Simplicity and convenience: In addition to lower costs, flexible space offers exciting plug-and-play simplicity and convenience, particularly for larger companies. The capability to move in and out of an office space at short notice and avoid difficult contract negotiations, fit out work, and dealing with brokers, landlords, and property managers is an eye-catching proposition.

Cost Benchmarking of Office Fit Out in Manila


The fit out cost for an office depicts the typical expenses of building a comparable office space across the country.
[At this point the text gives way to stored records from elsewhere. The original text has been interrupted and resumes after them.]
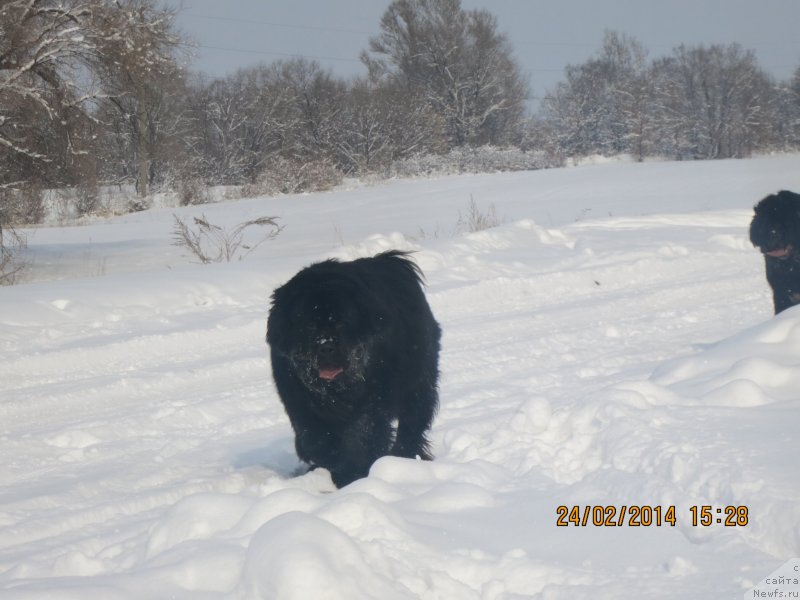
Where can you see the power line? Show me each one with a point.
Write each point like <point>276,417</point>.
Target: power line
<point>270,53</point>
<point>271,24</point>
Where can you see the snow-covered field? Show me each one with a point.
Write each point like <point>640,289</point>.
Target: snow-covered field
<point>611,344</point>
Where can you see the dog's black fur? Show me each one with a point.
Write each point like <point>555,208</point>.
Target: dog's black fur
<point>775,230</point>
<point>355,357</point>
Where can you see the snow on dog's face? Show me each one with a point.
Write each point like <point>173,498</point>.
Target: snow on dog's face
<point>775,228</point>
<point>327,334</point>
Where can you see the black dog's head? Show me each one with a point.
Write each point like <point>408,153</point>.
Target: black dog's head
<point>775,228</point>
<point>322,327</point>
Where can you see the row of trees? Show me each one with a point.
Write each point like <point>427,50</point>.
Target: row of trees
<point>91,92</point>
<point>700,103</point>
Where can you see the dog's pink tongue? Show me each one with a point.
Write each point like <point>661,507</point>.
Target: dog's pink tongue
<point>330,374</point>
<point>779,253</point>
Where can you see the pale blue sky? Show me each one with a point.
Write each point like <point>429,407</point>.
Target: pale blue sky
<point>546,34</point>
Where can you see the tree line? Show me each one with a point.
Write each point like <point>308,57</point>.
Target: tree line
<point>92,93</point>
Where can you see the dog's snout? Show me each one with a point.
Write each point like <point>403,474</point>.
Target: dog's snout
<point>325,346</point>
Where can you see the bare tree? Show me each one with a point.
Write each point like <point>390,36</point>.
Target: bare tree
<point>605,104</point>
<point>381,124</point>
<point>715,101</point>
<point>134,58</point>
<point>42,108</point>
<point>457,61</point>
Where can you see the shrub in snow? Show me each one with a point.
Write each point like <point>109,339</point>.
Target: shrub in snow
<point>12,246</point>
<point>483,159</point>
<point>283,175</point>
<point>476,220</point>
<point>212,243</point>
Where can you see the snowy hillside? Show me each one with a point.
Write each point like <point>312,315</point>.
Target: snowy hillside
<point>610,344</point>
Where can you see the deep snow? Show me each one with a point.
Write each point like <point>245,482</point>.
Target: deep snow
<point>611,344</point>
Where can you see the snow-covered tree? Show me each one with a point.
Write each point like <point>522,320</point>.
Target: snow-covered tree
<point>455,59</point>
<point>714,101</point>
<point>604,104</point>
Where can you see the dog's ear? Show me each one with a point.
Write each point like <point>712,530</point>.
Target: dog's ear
<point>278,317</point>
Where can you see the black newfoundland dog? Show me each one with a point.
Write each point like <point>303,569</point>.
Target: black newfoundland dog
<point>775,230</point>
<point>355,357</point>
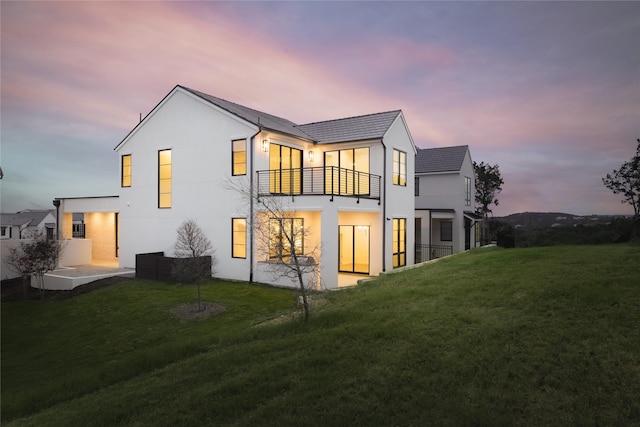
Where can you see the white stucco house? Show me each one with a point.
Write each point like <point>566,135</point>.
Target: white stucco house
<point>347,180</point>
<point>445,221</point>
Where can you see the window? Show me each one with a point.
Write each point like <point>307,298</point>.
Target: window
<point>125,178</point>
<point>399,242</point>
<point>285,169</point>
<point>285,233</point>
<point>467,191</point>
<point>164,178</point>
<point>446,231</point>
<point>239,156</point>
<point>239,237</point>
<point>347,171</point>
<point>399,168</point>
<point>353,248</point>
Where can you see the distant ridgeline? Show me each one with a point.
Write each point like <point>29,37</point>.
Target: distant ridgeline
<point>556,228</point>
<point>555,219</point>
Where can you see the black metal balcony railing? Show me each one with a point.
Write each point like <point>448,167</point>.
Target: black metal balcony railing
<point>429,252</point>
<point>78,231</point>
<point>324,180</point>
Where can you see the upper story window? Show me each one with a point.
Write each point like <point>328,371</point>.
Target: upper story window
<point>239,157</point>
<point>399,168</point>
<point>285,169</point>
<point>125,177</point>
<point>239,237</point>
<point>164,178</point>
<point>347,171</point>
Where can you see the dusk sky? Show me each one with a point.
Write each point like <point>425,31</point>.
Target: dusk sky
<point>549,91</point>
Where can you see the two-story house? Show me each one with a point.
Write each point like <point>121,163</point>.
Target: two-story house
<point>445,221</point>
<point>346,180</point>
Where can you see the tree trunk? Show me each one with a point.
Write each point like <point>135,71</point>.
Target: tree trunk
<point>26,282</point>
<point>303,291</point>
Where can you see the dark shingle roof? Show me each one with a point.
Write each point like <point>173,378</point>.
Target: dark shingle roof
<point>255,117</point>
<point>370,126</point>
<point>445,159</point>
<point>27,217</point>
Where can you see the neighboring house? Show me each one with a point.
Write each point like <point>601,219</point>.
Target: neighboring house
<point>22,224</point>
<point>444,202</point>
<point>348,180</point>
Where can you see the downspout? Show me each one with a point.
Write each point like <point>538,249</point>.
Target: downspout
<point>251,240</point>
<point>384,205</point>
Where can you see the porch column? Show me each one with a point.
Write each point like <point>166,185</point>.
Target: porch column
<point>329,257</point>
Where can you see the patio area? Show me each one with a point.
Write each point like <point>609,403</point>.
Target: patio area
<point>68,278</point>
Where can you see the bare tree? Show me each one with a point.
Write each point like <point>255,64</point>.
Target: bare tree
<point>488,185</point>
<point>282,241</point>
<point>35,258</point>
<point>195,255</point>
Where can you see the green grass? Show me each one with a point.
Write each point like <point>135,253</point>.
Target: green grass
<point>539,336</point>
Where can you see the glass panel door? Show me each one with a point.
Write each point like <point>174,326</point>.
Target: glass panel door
<point>353,249</point>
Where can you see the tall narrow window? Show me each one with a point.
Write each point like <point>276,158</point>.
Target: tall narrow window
<point>446,231</point>
<point>285,234</point>
<point>164,178</point>
<point>399,242</point>
<point>125,177</point>
<point>285,169</point>
<point>239,237</point>
<point>399,168</point>
<point>239,156</point>
<point>467,191</point>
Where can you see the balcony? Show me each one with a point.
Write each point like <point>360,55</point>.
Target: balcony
<point>319,181</point>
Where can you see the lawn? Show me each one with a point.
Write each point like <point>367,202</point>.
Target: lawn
<point>537,336</point>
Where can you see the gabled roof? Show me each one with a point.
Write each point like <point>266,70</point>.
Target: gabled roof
<point>444,159</point>
<point>258,118</point>
<point>24,218</point>
<point>359,128</point>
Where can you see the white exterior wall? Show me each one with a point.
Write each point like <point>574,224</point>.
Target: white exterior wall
<point>399,200</point>
<point>199,136</point>
<point>440,193</point>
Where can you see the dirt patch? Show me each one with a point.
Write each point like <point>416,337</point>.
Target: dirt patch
<point>188,312</point>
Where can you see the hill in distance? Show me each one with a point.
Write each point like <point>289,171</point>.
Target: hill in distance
<point>554,219</point>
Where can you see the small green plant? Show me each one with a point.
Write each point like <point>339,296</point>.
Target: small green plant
<point>194,256</point>
<point>35,258</point>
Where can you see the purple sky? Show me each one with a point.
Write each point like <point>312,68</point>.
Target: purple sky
<point>548,91</point>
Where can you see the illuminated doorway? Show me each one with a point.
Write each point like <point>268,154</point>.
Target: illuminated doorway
<point>353,249</point>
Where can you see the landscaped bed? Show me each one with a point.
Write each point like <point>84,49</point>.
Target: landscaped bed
<point>540,336</point>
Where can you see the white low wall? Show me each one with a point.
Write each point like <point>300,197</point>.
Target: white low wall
<point>74,252</point>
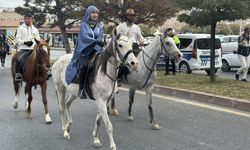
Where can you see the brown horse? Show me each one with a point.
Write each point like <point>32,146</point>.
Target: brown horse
<point>34,73</point>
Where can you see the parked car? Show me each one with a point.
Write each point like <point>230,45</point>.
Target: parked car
<point>229,43</point>
<point>148,40</point>
<point>196,53</point>
<point>230,61</point>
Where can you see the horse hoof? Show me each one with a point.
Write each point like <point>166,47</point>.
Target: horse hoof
<point>48,120</point>
<point>115,112</point>
<point>66,135</point>
<point>113,147</point>
<point>156,127</point>
<point>29,115</point>
<point>15,105</point>
<point>97,143</point>
<point>131,118</point>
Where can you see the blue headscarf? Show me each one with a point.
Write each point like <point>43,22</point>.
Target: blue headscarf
<point>86,43</point>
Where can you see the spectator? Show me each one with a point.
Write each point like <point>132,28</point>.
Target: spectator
<point>243,54</point>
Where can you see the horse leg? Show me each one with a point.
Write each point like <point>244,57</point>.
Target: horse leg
<point>131,101</point>
<point>43,86</point>
<point>60,93</point>
<point>114,110</point>
<point>16,88</point>
<point>69,100</point>
<point>29,97</point>
<point>97,142</point>
<point>154,125</point>
<point>102,108</point>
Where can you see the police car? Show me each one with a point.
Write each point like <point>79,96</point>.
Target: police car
<point>196,51</point>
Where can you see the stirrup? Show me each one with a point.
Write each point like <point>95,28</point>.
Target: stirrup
<point>82,94</point>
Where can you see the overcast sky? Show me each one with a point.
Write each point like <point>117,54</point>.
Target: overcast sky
<point>11,3</point>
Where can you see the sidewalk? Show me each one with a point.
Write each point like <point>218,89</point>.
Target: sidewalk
<point>203,97</point>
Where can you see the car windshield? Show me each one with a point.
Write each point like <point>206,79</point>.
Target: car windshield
<point>205,43</point>
<point>185,42</point>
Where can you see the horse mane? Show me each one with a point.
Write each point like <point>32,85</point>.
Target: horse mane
<point>104,57</point>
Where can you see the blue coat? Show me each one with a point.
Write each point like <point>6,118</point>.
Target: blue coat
<point>86,37</point>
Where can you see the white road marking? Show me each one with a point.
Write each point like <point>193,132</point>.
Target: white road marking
<point>198,104</point>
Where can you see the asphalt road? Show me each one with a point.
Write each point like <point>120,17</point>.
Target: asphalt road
<point>184,125</point>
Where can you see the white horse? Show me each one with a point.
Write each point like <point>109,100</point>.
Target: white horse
<point>104,86</point>
<point>144,78</point>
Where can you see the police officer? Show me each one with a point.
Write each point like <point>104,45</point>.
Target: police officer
<point>243,54</point>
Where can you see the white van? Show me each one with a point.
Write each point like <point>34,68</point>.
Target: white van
<point>196,53</point>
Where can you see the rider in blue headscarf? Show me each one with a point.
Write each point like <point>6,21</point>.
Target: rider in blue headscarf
<point>89,42</point>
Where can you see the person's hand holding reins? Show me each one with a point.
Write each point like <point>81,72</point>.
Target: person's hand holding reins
<point>28,43</point>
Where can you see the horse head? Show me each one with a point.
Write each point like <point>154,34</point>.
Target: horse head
<point>169,47</point>
<point>42,50</point>
<point>122,48</point>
The factors affecting the cost of an office fit out includes the final budget, material selection, existing space conditions, and layout design.

The cost structure of a CAT A office fit out includes finishing the base building works up to shell and core level and comprises the fitting out from the shell and core option to the point at which the interior components must be planned according to end user’s requirement.

CAT A Fit-Out Cost Components


A CAT B office fit out generally follows completion of CAT A works, but may occasionally be incorporated into the CAT A construction program to reduce construction time and avoid repetition of material use and handling.

CAT B Fit Out Cost Components


Cost Analysis of Office Fit Out in Manila

The Manila office fit out market remains the highest in terms of cost for premium office at approximately $139 in South East Asia.The cost for mechanical and electrical works is expected to remain in the 35–40 percent range for basic, medium, and high type fit outs. During 2017–2018, the cost for builder works remained between 35 and 40 percent for the three types of office fit out; this is expected to increase by 2–3 percent in the years to come.


Increasing occupancy cost is a major cost driver. The demand for labor, material, freight, and logistics is the other driver for office fit out cost. There is significant demand for senior professionals to bring specialized expertise owing to scarcity of supply.

Construction firms need to continuously invest in hiring and retaining the best experienced talent. In the Philippines, market suppliers are choosy and labor scarcities are testing their ability to provide at short notice. As the Fortune 500 companies spread their geographical footprint, their occupancy expenses are increasing from the large number of offices in BGC. The robust demand has caused a slight drop in vacancies by 5.3 percent in 2017. In some markets, the measures in key trade and supply chains are leading to inflation, stretching budgets, and postponing delivery.


To have the perfect location in Metro Manila for your company headquarters, look no further than BGC. This city has redefined the way people live and work, making it the perfect choice for both start-ups and large enterprises. BGC, Makati CBD, and Ortigas CBD continue to be the top locations for prime and Grade A office expansions, accounting for more than half of the total office stock. Makati CBD and BGC retained their top positions in having the highest average per-square-meter rental price.

The large concentrated development in BGC drives for new opportunities. The city saw the maximum influx of new supply in 2017, with around 375,700 sq. m of GLA. However, the market growth in the submarket was still robust, with a net absorption of 314,200 sq. m. As a result, the vacancies in BGC continued to remain at 5.4 percent of the total stock at the end of 4Q/2017. More office spaces in BGC will give rise to new buildings with state-of-the-art engineering and design. Thus, there are low threats of high operational and maintenance expenses in BGC.